Il affirme en effet que la Banque du Développement Economique du Brésil dispose pratiquement des mêmes ressources financières que la Banque Mondiale. Et comme la Banque du Brésil ne peut apporter de soutien même au Brésil, il va de soit que la Banque Mondiale ne peut pas avoir les moyens de répondre aux demandes de l'ensemble de la planète. Le FMl est dans la même situation: il est incapable de réglementer l'internationalisation du système financier….. "Il y a une espèce de nuage, presque atomique, de poudre d'argent qui survole la planète et qui peut, tout à coup, atterrir quelque part avec des conséquences positives ou négatives selon les circonstances", conclut-il.

Le fait est qu'en cette matière, il n'existe pas d'instrument régulateur. Et cela survient en même temps que la globalisation. Cette dimension internationale est, je suis sûr que vous le percevez, liée à l'épanouissement de la démocratie dans les nations.

D'où un double défi, celui de faire face à deux crises de gouvernabilité: la mondiale et la nationale.

L'Afrique de ce siècle peut apporter une contribution intellectuelle et politique à la clarification et à la solution des problèmes que pose le développement global de l'humanité.

Mais cela se fera à une condition: que ses dirigeants en prennent l'engagement politique et que ses experts et chercheurs, de par la qualité de leurs travaux au niveau mondial, se distinguent par la pertinence de leurs analyses et l'excellence de leurs propositions.
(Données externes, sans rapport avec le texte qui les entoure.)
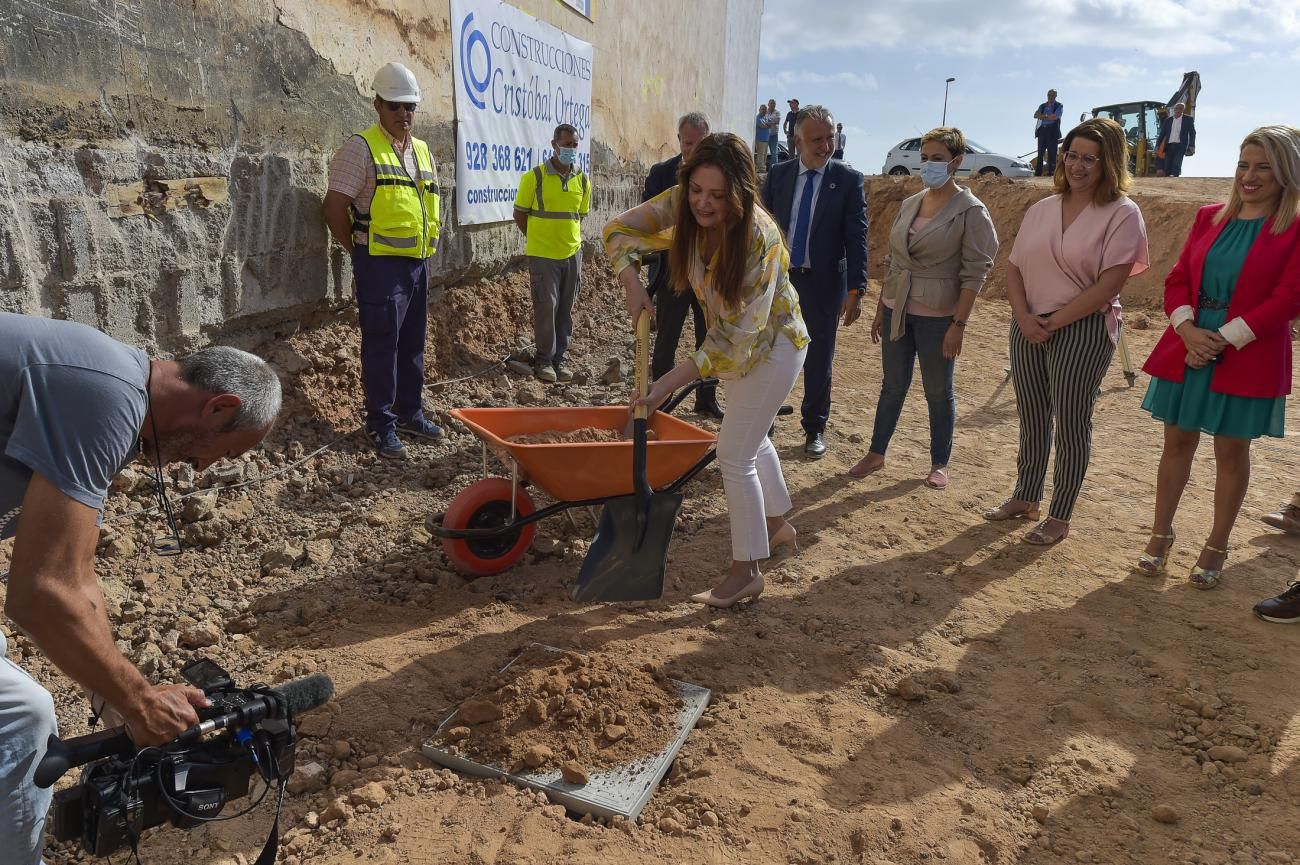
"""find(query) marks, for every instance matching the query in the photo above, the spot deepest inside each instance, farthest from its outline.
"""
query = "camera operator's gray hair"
(813, 112)
(696, 120)
(222, 370)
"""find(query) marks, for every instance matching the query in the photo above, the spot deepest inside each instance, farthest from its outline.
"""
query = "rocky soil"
(914, 684)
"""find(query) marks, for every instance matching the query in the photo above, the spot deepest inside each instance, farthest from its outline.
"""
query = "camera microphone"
(230, 709)
(286, 700)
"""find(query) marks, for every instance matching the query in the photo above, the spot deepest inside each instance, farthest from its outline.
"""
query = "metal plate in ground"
(622, 791)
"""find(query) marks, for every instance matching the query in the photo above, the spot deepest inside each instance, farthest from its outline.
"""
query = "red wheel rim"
(485, 504)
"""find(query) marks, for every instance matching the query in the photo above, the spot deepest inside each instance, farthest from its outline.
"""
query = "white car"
(904, 159)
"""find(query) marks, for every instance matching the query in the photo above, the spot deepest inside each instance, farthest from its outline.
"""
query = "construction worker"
(382, 207)
(549, 208)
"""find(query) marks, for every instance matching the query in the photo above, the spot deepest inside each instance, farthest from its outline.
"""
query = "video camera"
(125, 790)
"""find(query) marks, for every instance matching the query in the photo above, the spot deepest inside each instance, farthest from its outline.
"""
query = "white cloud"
(805, 81)
(1152, 27)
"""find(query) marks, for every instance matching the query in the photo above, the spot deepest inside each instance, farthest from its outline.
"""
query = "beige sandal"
(1039, 535)
(1005, 513)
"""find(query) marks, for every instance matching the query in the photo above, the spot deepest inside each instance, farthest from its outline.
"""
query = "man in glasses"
(382, 207)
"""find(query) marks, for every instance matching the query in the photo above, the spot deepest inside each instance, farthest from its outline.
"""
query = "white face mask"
(935, 174)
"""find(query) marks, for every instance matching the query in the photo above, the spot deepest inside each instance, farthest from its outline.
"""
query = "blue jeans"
(922, 338)
(26, 722)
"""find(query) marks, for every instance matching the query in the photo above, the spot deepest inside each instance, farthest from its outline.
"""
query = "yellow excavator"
(1142, 121)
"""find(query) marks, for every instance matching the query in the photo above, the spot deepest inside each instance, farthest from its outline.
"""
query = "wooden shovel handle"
(642, 362)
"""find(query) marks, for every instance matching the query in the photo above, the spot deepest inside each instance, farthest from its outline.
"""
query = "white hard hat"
(397, 83)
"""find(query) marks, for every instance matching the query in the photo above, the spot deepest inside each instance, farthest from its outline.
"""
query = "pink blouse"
(1058, 266)
(915, 307)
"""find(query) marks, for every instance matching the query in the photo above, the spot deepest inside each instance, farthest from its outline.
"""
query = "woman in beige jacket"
(940, 250)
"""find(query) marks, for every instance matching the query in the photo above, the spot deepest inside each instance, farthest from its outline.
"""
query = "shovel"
(628, 557)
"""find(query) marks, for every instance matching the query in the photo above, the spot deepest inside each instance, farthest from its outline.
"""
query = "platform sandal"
(1207, 578)
(1151, 565)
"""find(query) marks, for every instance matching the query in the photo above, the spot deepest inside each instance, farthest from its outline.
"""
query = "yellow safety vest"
(403, 217)
(555, 213)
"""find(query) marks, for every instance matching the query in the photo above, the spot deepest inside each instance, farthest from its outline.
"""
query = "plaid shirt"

La renaissance de l'université africaine en constitue le préalable.

Une université performante, compétitive, à l'abri des tracasseries du quotidien, et résolument orientée vers la créativité pour ouvrir le chemin de propositions alternatives viables et durables soutenues par une vision à long terme.

C'est à mon avis, la seule façon d'échapper à la tendance de l'homogénéisation de la pensée, du "One language, one thinking" un phénomène autour duquel l'on observe le silence bruyant des intellectuels, des scientifiques et des hommes des médias.

"Ouverture et enracinement', "donner et recevoir", des concepts qui faisaient la particularité de la Négritude de Senghor, semblent, aujourd'hui se reposer avec acuité pour gérer la mondialisation.

Le 21è siècle sera, un siècle de mutations culturelles profondes, les nouvelles technologies n'étant en définitive que les supports d'une communication universelle.

C'est l'existence humaine qui est fondamentalement concernée et interpellée.

Comme dans le navire de Leonardo DA Vinci, tous, les riches, les pauvres, les femmes, les hommes, les jeunes, les vieux, les blancs, les noirs, tous nous avons en partage un sort commun; dans les moments de crise, quand la barque risque de sombrer, il n'y a rien d'autre que des passagers qui partagent le même destin. "Le monde est un où il n'est pas" a dit Albert Einstein.

La question centrale pour cette Afrique à la croisée des chemins, c'est comment s'effectuera son positionnement par rapport aux espaces existants.

Une certitude au moins: que les Africains arrêtent l'imitation servile et cessent de copier de soi-disant modèles pour poser enfin les conditions de  création de l'Etat national et des ensembles sous-régionaux et régionaux pour la relance du panafricanisme.

L'autre, c'est de revoir et corriger le "mécanisme de prévention et de résolution des conflits " de l'OUA pour lui donner une autre substance, une substance qui examinera les conflits dans leur substrat politique, économique, financier, culturel et social, tant sur le plan national qu'au niveau mondial.

Enfin, "je participe donc je suis" sera le fondement du nouvel existentialisme humain.

Permettez-moi de vous féliciter, vous les responsables de ETHNO-NET AFRIQUE d'avoir initié cette réflexion qui constitue un apport important pour la compréhension des difficultés et des perspectives qui se dressent sur le chemin de la modernité et de la démocratisation du continent africain.

ETHNO-NET AFRIQUE, à l'instar du travail de fourmis, contribuera ainsi à asseoir dans les mentalités, la nécessité de construire, de forger une nouvelle culture politique faisant table rase des modèles importés, mais  qui  repose  fondamentalement  sur  de  justes  principes démocratiques.